A) Western blot analyses of receptor tyrosine kinases and their downstream proteins with/without HB-EGF stimulation. B) EGFR and pro-HB-EGF protein expression levels in mouse-xenograft tumors generated from SCC1 and 1Cc8. C) EGFR ligand levels in conditioned media of SCC1 and 1Cc8 with/without cetuximab treatment determined by ELISA assays. P-values were generated comparing SCC1 versus 1Cc8 for control or cetuximab treatment (* P<0.05, ** P<0.01, ***P<0.001). D) Western blot analyses for pro-HB-EGF, pro-TGFA and TACE/ADAM17 levels with/without cetuximab treatment in cell lysates from SCC1 and 1Cc8. AREG- amphiregulin, EGF- epidermal growth factor, HB-EGF- heparin-binding EGF-like growth factor, TGFA- transforming growth factor alpha.
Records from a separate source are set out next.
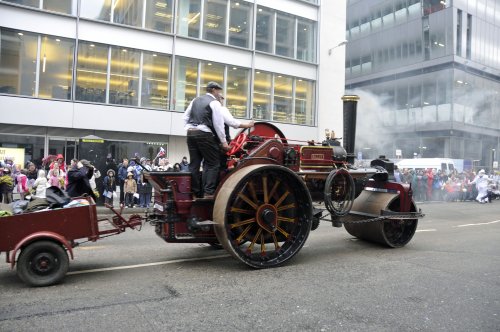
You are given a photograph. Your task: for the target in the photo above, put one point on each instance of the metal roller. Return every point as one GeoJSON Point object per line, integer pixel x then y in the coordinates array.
{"type": "Point", "coordinates": [393, 232]}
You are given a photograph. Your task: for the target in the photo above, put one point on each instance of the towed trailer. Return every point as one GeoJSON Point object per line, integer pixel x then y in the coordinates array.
{"type": "Point", "coordinates": [41, 241]}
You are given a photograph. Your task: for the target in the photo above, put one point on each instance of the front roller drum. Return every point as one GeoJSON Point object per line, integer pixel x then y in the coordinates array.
{"type": "Point", "coordinates": [263, 215]}
{"type": "Point", "coordinates": [393, 233]}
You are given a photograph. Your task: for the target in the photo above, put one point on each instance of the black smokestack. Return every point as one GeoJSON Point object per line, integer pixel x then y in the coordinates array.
{"type": "Point", "coordinates": [350, 110]}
Figure 3. Effects of EGFR ligands in cetuximab sensitivity.

A) Western blot analyses of HER family receptor kinases and their downstream proteins with/without EGFR ligand stimulation in the presence of cetuximab. B) Induction of cetuximab resistance by exogenous EGFR ligands in three cetuximab sensitive HNSCC cell lines determined by MTS assay. C) Induction of cetuximab resistance by exogenous HB-EGF in SCC1 determined by colony formation assay. D) Pro-HB-EGF level in the cell lysate of 1Cc8 after knockdown of HB-EGF shown in Western blot. Growth inhibition rate of 1Cc8 cells transfected with shRNA HB-EGF and an empty vector measured by MTS assay.
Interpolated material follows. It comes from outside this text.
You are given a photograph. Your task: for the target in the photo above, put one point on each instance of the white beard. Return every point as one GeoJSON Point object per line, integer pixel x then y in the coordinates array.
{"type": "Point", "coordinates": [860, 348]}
Figure 4. Identification of microRNA-212 as a potential regulator of HB-EGF expression.

A) Top 20 genes putatively targeted by miR-212. The numbers next to the gene symbols are p-values. Red: higher gene expression, Green: lower gene expression. B) Relative expression of top 10 miRs targeting HB-EGF in SCC1 and 1Cc8. C) Relative expression levels of miR-212 and HB-EGF in 34 HNSCC cell lines and a keratinocyte cell line. HB-EGF expression data were obtained from DNA microarray analyses and miR-212 expression data were obtained from TLDA microRNA arrays.

Figure 5. MicroRNA-212 regulates HB-EGF expression in cetuximab resistant cells.

A) Pro-HB-EGF expression following the transfection with miR-212 mimics in three cetuximab resistant cell lines. B) Growth inhibition rate of 1Cc8 cells with exogenous miR-212 mimics, cetuximab or a combination of miR-212 mimics and cetuximab measured by colony formation assay. C) MicroRNA-212 directly regulates HB-EGF by binding to the 3′ untranslated region of HB-EGF in cetuximab resistant 1Cc8 cells while it was not significant in cetuximab sensitive SCC1 cells (*, p = 0.47; **, p = 0.038). RLU – Raw Light Units. D) Growth rate comparison of SCC1 cells in the presence of cetuximab, exogenous miR-212 inhibitor, or a combination of miR-212 inhibitor and cetuximab measured by colony formation assay.

Figure 6. The HB-EGF levels in patients with HNSCC.

A) Relative expression levels of five ligands in one normal oral mucosa and six tumors from patients with HNSCC. B) HB-EGF protein levels in plasma from patients with HNSCC. “Primary” plasma samples were taken at the time of diagnosis. “Recurrent” samples were taken at the time of recurrence.